Forward processing of leafy greens crops does not significantly increase the food safety risk posed by Escherichia coli, suggests a recent study led by Xiangwu Nou, Ph.D., a U.S. Department of Agriculture Agricultural Research Service (USDA-ARS) scientist.

Leafy greens grown in California and Arizona are often transported over long distances to other facilities for fresh-cut processing and regional marketing, a practice called “forward processing.” The alternative to forward processing is “source processing,” which is when raw commodities are grown locally to their fresh-cut processing facilities. The shipping distances involved with forward processing raise questions about possible food safety implications, which Dr. Nou sought to investigate in his study. “Our results indicate the concerns [about forward processing] might not be warranted,” he said in a Center for Produce Safety (CPS) Research Report.

Specifically, the study began with an analysis of randomly selected transportation data from industry partners to determine crucial variables that would affect raw leafy greens during forward processing. The researchers also collected new temperature, humidity, and barometric pressure data from romaine lettuce source- and forward-processing facilities. Samples were also collected from freshly harvested lots of romaine that were source- and forward-processed at different facilities, both before the goods’ shipments to the processing facilities and after their arrivals.

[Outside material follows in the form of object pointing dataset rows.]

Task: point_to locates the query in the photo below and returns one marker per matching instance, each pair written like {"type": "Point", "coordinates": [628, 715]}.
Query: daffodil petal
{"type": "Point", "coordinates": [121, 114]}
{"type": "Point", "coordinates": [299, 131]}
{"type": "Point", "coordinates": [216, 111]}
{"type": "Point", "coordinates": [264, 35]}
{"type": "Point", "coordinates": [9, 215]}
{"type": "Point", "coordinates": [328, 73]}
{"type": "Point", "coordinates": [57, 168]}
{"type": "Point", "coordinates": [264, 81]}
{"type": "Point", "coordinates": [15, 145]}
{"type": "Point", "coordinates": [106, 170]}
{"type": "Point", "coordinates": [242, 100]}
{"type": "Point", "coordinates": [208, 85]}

The romaine samples were examined for product quality, and were assayed to determine overall microbial load present on the lettuce. Significantly, a larger overall microbial load was measured on the forward-processed romaine; however, after a laboratory experiment in which romaine was inoculated with E. coli O157:H7 and stored under conditions simulating source and forward processing, the researchers found that slightly less pathogens survived under forward-processing conditions than source-processing conditions.

The fact that the microbial growth observed on forward-processed leafy greens was not reflected in the behavior of E. coli under corresponding laboratory conditions suggests to Dr. Nou that lettuce microbiome plays a role in foodborne pathogen growth (or lack thereof). Future analysis is required to better understand the microbial dynamics on leafy greens.

Dr. Nou was joined on the project by co-investigators Yaguang Luo, Ph.D. and Patricia Millner, Ph. D. from USDA-ARS, as well as Shirley Micallef, Ph.D. from the University of Maryland. The project was funded by CPS, and its findings will be presented at the 2024 CPS Research Symposium, taking place June 18–19 in Denver, Colorado.